İki sevgilinin hikayesini anlatan romantik bilimkurgu “Kader Ajanları”nın başrollerinde Matt Damon ile Emily Blunt var
Ünlü bilimkurgu yazarı Philip K. Dick’in ilk kez 1954’te yayımlanan “Adjustment Team” adlı öyküsünün çok serbest bir uyarlaması olan “Kader Ajanları”, her insanın kaderinin bir “yönetici”ye bağlı adamlar tarafından çizildiği bir dünyada geçiyor.

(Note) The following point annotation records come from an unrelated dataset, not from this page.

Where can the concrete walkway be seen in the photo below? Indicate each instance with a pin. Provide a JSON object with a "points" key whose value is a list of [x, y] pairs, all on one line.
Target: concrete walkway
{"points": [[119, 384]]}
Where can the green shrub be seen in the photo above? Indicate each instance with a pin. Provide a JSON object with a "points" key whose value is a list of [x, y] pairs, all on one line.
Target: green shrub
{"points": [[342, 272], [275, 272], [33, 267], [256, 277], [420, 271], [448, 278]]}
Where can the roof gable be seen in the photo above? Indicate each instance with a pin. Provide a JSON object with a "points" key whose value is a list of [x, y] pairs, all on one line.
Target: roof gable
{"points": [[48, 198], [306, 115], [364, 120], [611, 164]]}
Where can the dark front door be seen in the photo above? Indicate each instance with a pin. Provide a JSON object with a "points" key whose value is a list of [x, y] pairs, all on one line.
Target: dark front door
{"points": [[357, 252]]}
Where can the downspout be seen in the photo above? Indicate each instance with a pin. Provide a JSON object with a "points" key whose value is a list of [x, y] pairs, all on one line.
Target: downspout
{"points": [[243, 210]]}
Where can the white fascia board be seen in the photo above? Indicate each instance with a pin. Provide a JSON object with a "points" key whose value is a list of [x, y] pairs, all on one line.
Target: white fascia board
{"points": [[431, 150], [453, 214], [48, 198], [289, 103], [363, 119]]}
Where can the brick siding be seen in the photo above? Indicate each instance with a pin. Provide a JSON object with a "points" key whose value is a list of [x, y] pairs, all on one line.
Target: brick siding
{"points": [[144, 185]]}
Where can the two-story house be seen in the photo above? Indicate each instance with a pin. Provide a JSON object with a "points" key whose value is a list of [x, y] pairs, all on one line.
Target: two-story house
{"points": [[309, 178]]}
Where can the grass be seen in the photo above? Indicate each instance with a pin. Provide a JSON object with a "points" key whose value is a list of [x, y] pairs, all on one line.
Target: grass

Konusu şöyle: David Norris genç bir politikacıdır. Senatör olmak üzereyken bir skandal yüzünden seçimleri kaybeder. Kaybettiği seçimin konuşmasını yapmadan önce erkekler tuvaletinde Elise adlı bir dansçıyla tanışır. Genç kadından aldığı ilhamla unutulmaz bir konuşma yapan Norris, bu kısa karşılaşmayı unutamaz. Ancak Elise ile yolları her kesiştiğinde, bir “yönetici”nin emrinde dünyanın gidişatını belirleyen kara filmlerden fırlamışa benzeyen takım elbiseli, şapkalı adamlar onları ayırır. David bu düzeni keşfeder ve Elise için duyduğu aşk için çizilmiş kaderine karşı gelir.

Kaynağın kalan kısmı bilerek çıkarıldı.